Saat saya studi di San Marcos, Texas tahun 2002-2004 yang lalu, praktis tidak ada orang Indonesia yang saya temui di kampus saya di Texas State University-San Marcos. Dalam kurun waktu 2 tahun, hanya ada 2 mahasiswa undergraduate. Masing-masing hanya saya ketemu 1 kali saja. Mungkin lain ceritanya kalau saya tinggal di Austin, ibukota Texas. Anak PPIA lebih banyak yang sekolah di kota. Tapi Austin berjarak 30 mil atau 50 km dari San Marcos. San Marcos sendiri terletak di tengah antara Austin dan San Antonio. Transportasi ke kedua kota besar ini adalah pakai bus Greyhound atau nyetir mobil sendiri. Jadilah saya tidak pernah berniat bepergian sendiri kalau tidak betul-betul penting. Meski begitu, saya cukup sering ke Austin. Ada tiga teman muslimah yang menjadi teman dekat saya. Zeenat, teman sekamar saya di semester 1, dari Bangladesh. Kakaknya tinggal di Austin bersama keluarga, dan Zeenat pulang ke Austin tiap akhir pekan. Jadi sesekali saya ikut juga berakhir pekan ke sana. Ada lagi Shazia, teman dari Pakistan. Dia tinggal di Round Rock, kota kecil di pinggiran Austin, bersama keluarga kakaknya. Tiap hari dia nyetir mobil ke San Marcos. Bila kemalaman, dia suka menginap di apartemen saya atau tempat Zahida, teman dari India. Bila kami bertiga adalah mahasiswa master’s, Zahida bekerja di kampus kami sebagai research assistant. Bidang kami amat berbeda. Saya ambil Literature, Zeenat anak Engineering, Shazia di Biology, dan Zahida di Chemistry. Tapi kami disatukan oleh keyakinan, sehingga cukup banyak waktu yang kami habiskan bersama. Terutama saat Ramadhan tiba, kami bergantian berbuka puasa di tempatku dan Zeenat atau di Zahida. Kami juga tadarus bersama. Di akhir pekan, saya ikut salah satu dari mereka ke masjid Ibrahim di Austin untuk Iftar (buka puasa bersama) dan shalat tarawih.
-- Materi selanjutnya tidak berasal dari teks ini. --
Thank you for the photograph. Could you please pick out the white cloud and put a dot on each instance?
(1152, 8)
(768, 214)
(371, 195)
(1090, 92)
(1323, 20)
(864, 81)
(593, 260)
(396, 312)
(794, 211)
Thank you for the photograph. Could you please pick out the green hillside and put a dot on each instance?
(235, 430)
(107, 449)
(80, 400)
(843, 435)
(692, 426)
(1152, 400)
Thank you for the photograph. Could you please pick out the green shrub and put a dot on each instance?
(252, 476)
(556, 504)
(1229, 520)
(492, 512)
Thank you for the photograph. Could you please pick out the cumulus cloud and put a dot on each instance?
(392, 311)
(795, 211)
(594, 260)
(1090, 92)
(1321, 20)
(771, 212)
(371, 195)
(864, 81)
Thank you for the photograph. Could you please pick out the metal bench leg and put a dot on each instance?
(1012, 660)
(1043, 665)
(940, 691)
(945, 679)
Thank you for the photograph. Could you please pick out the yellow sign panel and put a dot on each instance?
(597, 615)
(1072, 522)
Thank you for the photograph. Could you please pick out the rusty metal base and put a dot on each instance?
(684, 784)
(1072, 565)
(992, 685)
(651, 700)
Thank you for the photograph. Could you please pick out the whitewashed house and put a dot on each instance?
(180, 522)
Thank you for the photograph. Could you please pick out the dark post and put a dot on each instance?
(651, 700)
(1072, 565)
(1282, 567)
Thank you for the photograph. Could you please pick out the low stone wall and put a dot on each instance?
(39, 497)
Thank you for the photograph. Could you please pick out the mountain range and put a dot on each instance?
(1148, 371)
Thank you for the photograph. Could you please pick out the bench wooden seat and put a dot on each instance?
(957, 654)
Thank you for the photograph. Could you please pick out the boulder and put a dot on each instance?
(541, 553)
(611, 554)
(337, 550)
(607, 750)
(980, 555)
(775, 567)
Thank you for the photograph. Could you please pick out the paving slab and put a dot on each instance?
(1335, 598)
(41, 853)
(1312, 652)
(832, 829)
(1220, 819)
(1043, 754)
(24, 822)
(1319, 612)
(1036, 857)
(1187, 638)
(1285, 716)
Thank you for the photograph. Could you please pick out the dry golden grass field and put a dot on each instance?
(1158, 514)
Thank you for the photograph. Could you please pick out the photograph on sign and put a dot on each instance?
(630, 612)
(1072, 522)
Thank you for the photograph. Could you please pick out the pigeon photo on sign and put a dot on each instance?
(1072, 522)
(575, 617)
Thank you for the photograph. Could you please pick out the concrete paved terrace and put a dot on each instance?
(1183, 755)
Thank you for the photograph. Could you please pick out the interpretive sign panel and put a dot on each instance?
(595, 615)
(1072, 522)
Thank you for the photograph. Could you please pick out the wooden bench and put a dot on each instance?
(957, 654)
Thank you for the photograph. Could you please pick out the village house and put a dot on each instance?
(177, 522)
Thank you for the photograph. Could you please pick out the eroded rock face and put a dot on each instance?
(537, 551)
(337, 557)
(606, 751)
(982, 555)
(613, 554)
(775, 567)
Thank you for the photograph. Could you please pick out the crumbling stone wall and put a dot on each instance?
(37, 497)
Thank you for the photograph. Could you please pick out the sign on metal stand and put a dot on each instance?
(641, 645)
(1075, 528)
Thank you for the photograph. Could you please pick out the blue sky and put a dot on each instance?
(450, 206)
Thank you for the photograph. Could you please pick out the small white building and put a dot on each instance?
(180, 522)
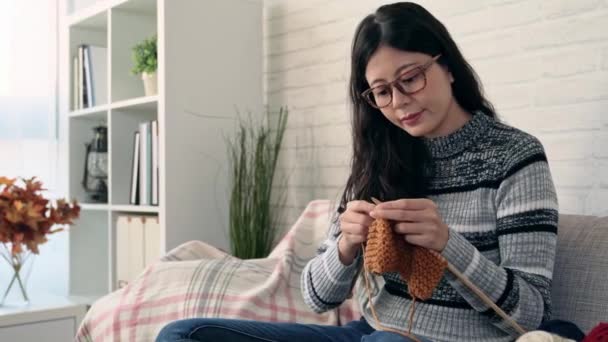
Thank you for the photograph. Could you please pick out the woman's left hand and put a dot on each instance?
(417, 219)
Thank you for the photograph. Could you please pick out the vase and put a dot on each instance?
(150, 87)
(14, 287)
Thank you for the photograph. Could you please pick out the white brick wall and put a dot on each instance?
(544, 65)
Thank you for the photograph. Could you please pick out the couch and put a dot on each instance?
(580, 276)
(198, 280)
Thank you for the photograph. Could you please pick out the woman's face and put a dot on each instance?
(429, 112)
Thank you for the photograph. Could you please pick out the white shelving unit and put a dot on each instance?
(210, 64)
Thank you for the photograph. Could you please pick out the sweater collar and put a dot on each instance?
(443, 147)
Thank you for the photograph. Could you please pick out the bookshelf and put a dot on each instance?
(209, 64)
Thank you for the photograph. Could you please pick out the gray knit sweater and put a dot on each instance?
(494, 190)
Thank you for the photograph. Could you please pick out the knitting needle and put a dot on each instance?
(484, 298)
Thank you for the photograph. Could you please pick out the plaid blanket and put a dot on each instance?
(198, 280)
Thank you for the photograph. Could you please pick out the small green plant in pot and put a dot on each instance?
(145, 59)
(253, 153)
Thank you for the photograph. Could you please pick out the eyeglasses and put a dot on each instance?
(407, 83)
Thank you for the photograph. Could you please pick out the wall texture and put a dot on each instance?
(544, 65)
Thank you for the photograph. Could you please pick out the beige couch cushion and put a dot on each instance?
(580, 276)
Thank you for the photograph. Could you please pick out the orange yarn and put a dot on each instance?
(419, 267)
(389, 252)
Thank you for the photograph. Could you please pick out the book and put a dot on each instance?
(145, 163)
(75, 87)
(97, 62)
(152, 248)
(136, 246)
(122, 251)
(86, 66)
(80, 78)
(155, 162)
(134, 194)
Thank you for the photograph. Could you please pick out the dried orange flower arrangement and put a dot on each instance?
(26, 218)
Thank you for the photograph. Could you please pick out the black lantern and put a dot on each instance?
(95, 177)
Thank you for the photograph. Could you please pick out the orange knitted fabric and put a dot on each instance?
(387, 251)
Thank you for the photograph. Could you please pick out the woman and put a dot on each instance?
(452, 178)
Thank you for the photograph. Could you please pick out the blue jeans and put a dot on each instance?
(233, 330)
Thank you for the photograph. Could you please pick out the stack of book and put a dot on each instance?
(137, 246)
(89, 76)
(145, 161)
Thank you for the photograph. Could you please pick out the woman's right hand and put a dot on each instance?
(354, 224)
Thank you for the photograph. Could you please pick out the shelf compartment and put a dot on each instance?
(81, 132)
(89, 254)
(125, 122)
(132, 22)
(92, 31)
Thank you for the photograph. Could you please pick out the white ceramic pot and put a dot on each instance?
(150, 87)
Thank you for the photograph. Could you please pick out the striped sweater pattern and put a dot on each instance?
(493, 187)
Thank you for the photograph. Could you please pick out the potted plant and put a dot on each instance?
(26, 219)
(145, 59)
(253, 157)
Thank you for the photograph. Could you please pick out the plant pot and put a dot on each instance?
(150, 87)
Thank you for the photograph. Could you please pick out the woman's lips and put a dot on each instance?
(412, 118)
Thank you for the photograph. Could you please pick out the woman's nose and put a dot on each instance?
(399, 98)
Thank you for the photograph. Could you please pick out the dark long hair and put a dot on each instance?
(388, 163)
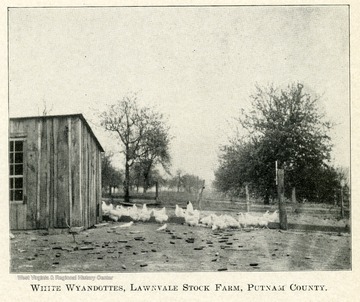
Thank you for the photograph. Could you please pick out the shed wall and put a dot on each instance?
(61, 174)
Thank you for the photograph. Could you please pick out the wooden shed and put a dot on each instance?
(55, 172)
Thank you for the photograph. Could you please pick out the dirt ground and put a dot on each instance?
(140, 248)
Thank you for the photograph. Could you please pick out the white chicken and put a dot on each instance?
(230, 221)
(192, 218)
(274, 217)
(189, 208)
(126, 225)
(179, 212)
(106, 208)
(207, 220)
(121, 211)
(160, 215)
(133, 212)
(218, 223)
(144, 213)
(162, 228)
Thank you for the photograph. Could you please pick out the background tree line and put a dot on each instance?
(287, 126)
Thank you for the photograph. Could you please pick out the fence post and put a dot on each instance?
(247, 198)
(200, 194)
(342, 199)
(156, 190)
(282, 207)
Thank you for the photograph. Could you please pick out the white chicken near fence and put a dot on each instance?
(145, 213)
(160, 215)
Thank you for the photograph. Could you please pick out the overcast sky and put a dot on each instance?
(198, 65)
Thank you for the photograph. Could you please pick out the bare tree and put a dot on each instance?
(135, 126)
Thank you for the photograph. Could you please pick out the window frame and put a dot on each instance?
(14, 138)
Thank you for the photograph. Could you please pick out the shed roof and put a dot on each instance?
(79, 115)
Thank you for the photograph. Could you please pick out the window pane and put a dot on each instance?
(18, 169)
(18, 183)
(19, 157)
(18, 195)
(18, 145)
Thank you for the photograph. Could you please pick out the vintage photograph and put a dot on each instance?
(179, 139)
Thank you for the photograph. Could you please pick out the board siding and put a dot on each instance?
(62, 174)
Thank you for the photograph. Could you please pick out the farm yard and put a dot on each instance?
(316, 239)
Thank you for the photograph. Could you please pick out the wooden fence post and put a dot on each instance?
(342, 199)
(200, 194)
(247, 198)
(156, 190)
(282, 208)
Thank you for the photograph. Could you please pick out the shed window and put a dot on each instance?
(16, 162)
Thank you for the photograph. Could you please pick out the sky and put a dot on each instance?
(196, 65)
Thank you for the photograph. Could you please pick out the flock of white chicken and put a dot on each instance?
(191, 216)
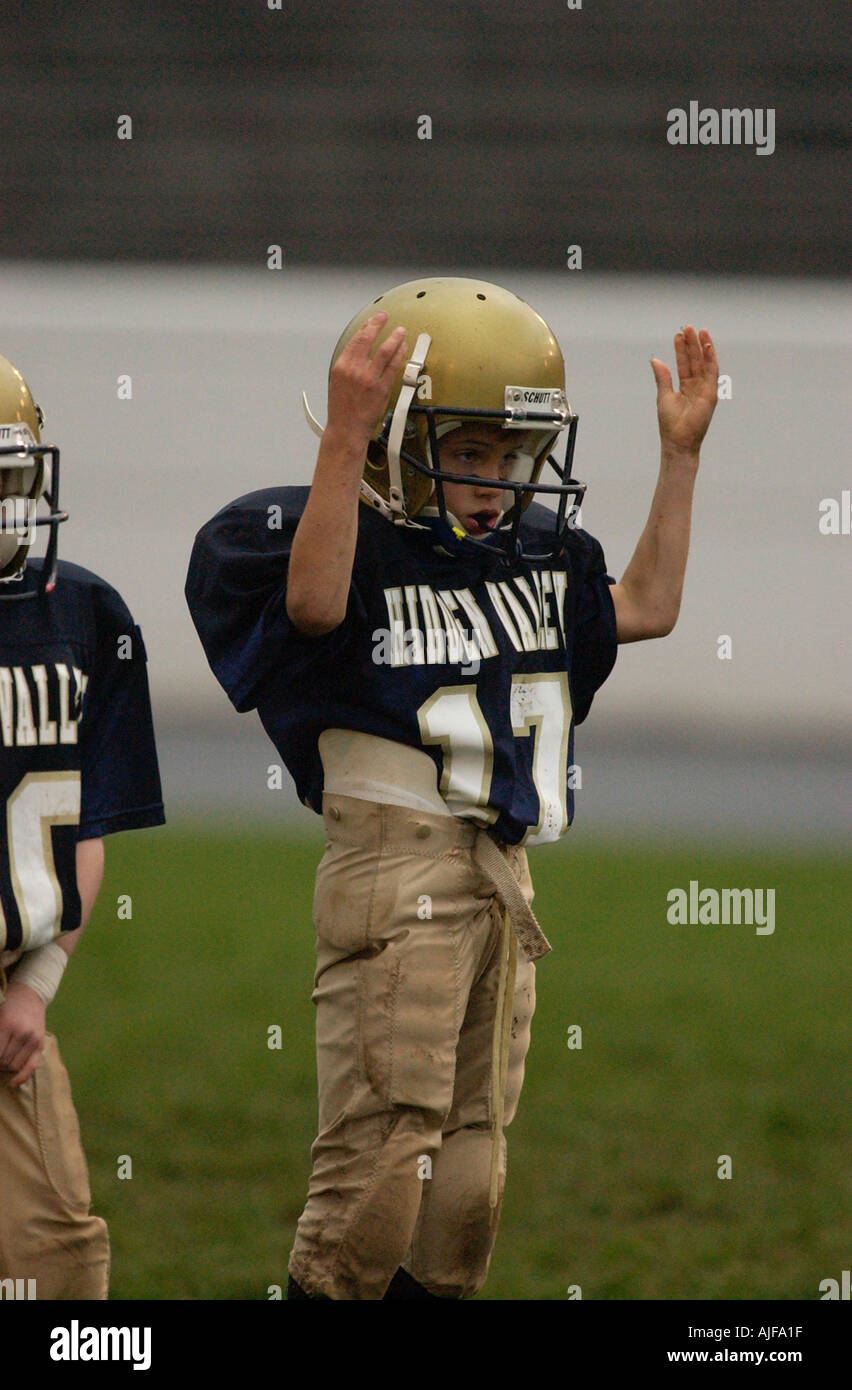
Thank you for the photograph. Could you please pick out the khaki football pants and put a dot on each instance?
(46, 1230)
(409, 936)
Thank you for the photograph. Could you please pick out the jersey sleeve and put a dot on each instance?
(595, 637)
(118, 758)
(236, 595)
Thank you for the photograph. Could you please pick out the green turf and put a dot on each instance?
(697, 1043)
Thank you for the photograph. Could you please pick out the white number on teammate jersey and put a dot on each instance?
(453, 720)
(38, 802)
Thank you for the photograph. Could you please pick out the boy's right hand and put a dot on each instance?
(359, 385)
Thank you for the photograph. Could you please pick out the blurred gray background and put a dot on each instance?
(256, 127)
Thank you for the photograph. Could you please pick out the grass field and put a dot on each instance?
(698, 1041)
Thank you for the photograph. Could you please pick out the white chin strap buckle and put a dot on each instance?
(314, 424)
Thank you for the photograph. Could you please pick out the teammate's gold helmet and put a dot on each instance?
(476, 352)
(28, 471)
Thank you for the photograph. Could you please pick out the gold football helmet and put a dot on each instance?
(28, 471)
(478, 353)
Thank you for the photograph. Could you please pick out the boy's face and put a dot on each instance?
(487, 452)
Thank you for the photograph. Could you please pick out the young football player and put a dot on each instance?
(77, 763)
(420, 635)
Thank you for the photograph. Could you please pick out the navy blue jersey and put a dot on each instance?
(482, 666)
(77, 745)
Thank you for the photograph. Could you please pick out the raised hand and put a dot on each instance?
(685, 414)
(359, 387)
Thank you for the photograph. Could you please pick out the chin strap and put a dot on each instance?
(400, 414)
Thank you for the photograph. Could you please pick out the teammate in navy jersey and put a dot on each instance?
(77, 763)
(420, 637)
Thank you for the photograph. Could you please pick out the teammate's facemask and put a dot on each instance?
(29, 471)
(480, 355)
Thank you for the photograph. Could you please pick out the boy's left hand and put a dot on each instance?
(685, 414)
(21, 1034)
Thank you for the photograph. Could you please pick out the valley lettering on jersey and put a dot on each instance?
(41, 705)
(434, 627)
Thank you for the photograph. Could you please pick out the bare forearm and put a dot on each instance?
(323, 552)
(653, 580)
(89, 877)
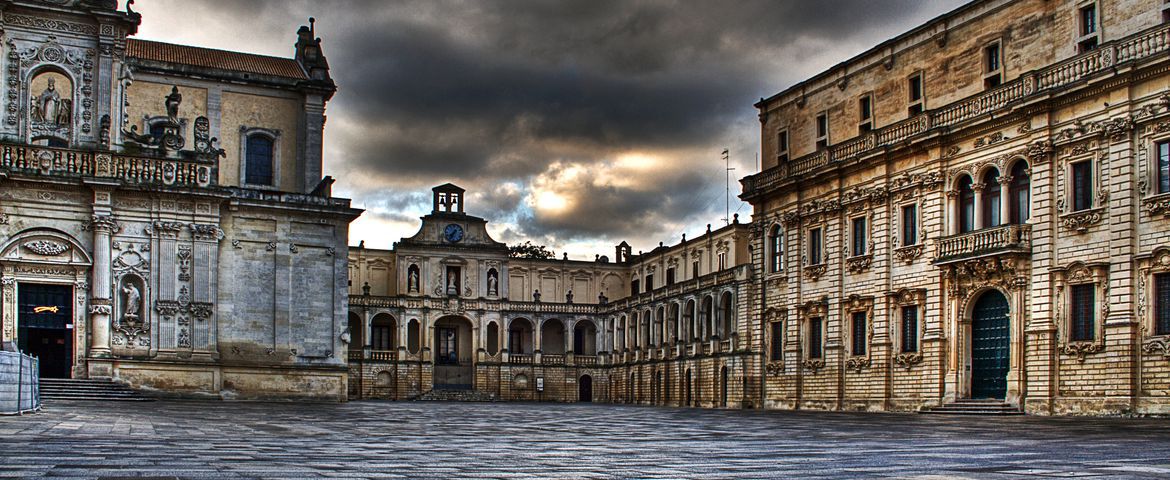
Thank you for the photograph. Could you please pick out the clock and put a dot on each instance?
(453, 233)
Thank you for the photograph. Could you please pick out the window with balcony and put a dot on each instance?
(1162, 170)
(965, 205)
(916, 95)
(1084, 321)
(858, 336)
(1020, 193)
(814, 246)
(909, 225)
(991, 198)
(992, 66)
(816, 338)
(776, 249)
(782, 146)
(1089, 38)
(866, 112)
(1082, 185)
(860, 231)
(821, 130)
(909, 329)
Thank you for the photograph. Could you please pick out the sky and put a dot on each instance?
(575, 124)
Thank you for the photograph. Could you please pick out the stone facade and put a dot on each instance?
(129, 238)
(631, 329)
(1003, 166)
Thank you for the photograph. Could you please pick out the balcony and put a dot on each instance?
(985, 242)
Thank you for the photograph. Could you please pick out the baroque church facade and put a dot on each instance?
(159, 205)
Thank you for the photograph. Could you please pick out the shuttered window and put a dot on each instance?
(909, 329)
(814, 337)
(859, 333)
(777, 348)
(1162, 303)
(1082, 328)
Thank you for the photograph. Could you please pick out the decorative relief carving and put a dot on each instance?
(46, 247)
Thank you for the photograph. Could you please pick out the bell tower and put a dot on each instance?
(448, 199)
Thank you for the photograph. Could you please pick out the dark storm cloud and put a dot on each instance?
(502, 96)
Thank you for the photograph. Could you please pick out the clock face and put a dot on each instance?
(453, 233)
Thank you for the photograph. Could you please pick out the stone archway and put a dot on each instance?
(42, 265)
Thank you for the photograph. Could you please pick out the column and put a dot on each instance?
(103, 227)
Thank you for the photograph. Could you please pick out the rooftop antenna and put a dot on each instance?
(727, 183)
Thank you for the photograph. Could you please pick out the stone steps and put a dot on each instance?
(68, 389)
(455, 395)
(975, 408)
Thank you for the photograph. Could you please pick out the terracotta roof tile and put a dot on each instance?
(207, 57)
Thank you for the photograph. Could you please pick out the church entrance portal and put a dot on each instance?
(46, 326)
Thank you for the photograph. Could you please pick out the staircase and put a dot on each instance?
(975, 408)
(68, 389)
(455, 395)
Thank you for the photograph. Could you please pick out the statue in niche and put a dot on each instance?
(49, 108)
(131, 302)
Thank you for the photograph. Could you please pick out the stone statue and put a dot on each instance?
(172, 105)
(49, 108)
(131, 301)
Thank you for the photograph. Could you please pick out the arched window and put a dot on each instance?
(412, 336)
(1020, 193)
(965, 205)
(776, 252)
(260, 158)
(991, 198)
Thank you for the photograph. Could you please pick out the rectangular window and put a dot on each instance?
(1163, 169)
(782, 146)
(916, 95)
(909, 329)
(992, 66)
(814, 337)
(1082, 186)
(909, 225)
(777, 347)
(859, 333)
(821, 130)
(866, 112)
(814, 246)
(1162, 303)
(1082, 328)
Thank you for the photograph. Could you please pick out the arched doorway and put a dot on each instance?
(585, 389)
(453, 354)
(990, 345)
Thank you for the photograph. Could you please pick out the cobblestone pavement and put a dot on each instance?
(373, 439)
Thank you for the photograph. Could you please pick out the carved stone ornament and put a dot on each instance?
(1080, 349)
(1081, 221)
(859, 264)
(813, 364)
(907, 361)
(814, 272)
(857, 364)
(908, 254)
(46, 247)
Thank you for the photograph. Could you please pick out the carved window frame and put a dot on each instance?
(1148, 266)
(902, 300)
(858, 304)
(272, 135)
(1076, 274)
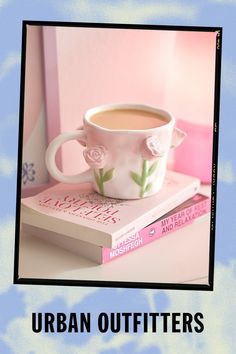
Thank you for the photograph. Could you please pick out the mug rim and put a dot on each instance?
(114, 106)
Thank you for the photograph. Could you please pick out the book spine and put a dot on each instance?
(158, 229)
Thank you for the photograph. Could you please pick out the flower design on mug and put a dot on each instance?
(96, 156)
(151, 148)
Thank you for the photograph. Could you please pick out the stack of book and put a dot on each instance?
(102, 229)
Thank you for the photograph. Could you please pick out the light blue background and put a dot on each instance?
(17, 302)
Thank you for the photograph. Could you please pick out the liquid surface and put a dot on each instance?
(128, 119)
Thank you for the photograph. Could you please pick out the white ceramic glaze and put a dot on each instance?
(125, 164)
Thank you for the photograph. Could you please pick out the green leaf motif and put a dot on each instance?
(97, 178)
(136, 178)
(148, 187)
(108, 175)
(152, 168)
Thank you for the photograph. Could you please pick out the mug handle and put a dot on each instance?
(50, 156)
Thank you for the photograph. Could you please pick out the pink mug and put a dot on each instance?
(124, 163)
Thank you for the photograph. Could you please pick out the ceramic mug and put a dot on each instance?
(124, 163)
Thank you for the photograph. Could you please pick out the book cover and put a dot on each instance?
(194, 208)
(79, 212)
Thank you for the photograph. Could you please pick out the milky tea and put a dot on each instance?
(128, 119)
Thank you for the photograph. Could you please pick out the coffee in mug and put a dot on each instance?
(123, 119)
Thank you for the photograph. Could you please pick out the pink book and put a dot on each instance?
(79, 212)
(193, 209)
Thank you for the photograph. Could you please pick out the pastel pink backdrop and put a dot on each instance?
(86, 67)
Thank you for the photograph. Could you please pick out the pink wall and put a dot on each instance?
(34, 79)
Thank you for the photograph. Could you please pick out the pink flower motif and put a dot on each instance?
(96, 156)
(151, 148)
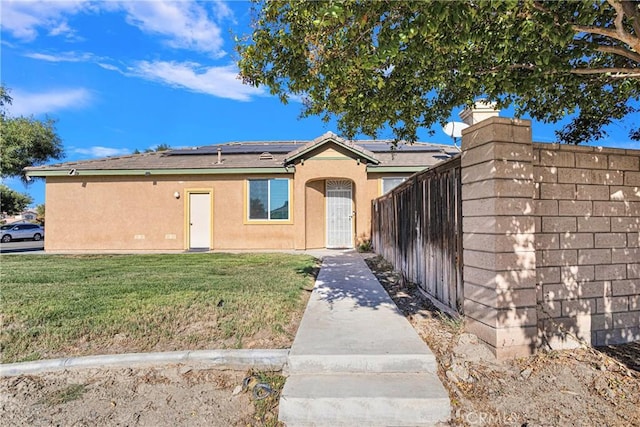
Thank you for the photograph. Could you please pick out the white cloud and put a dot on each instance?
(99, 151)
(185, 25)
(62, 57)
(181, 24)
(26, 103)
(24, 19)
(222, 81)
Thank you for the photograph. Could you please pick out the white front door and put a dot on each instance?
(199, 221)
(339, 214)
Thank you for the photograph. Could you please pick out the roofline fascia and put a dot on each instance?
(336, 141)
(147, 172)
(411, 169)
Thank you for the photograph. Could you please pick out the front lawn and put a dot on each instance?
(59, 306)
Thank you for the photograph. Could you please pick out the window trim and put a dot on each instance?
(247, 202)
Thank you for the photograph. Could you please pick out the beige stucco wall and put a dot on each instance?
(141, 213)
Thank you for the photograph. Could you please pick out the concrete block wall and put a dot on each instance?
(499, 235)
(551, 237)
(587, 213)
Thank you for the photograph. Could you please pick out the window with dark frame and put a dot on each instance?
(268, 199)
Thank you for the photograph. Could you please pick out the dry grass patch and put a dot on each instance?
(58, 306)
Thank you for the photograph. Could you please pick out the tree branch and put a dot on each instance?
(633, 14)
(616, 73)
(634, 43)
(618, 50)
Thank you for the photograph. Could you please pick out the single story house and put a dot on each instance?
(239, 195)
Saya hanya bisa lakukan ini di akhir pekan ketika tidak ada kuliah. Selain itu, jarak yang jauh membuat kami perlu berangkat pukul 3-4 sore, untuk kemudian shalat Maghrib pukul 6. Shalat Isya dan Tarawih sendiri baru akan dimulai pukul sekitar pukul 7. Dengan bacaan 1 juz tiap hari, saya biasanya baru akan sampai apartemen pukul 11-12 malam.
Meski begitu, kegiatan seperti ini saya nikmati betul. Kapan lagi saya bisa merasakan beribadah di negeri orang, dengan komunitas muslim dari berbagai negara. Masjid Ibrahim termasuk masjid salafi, sehingga banyak hal baru yang kemudian saya pelajari dari teman-teman muslimah di sana. Saya ingat bagaimana cara berpakaian saya sempat terpengaruh oleh gaya Pakistan/India selama beberapa lama. Di masjid ini saya mengetahui bagaimana tempat shalat laki-laki dan perempuan dipisah di ruang yang berbeda. Kami para muslimah mendengarkan ceramah atau bacaan shalat dari sound system. Di sini pula saya mengenal muslimah Amerika yang bercadar, para muslimah dari Arab yang subhanallah cantiknya, juga pernah menyaksikan seorang gadis Amerika menjadi mualaf. Di sini pula saya mengetahui cara bergaul laki-laki dan perempuan yang betul-betul menjaga pandangan mata antara satu sama lain.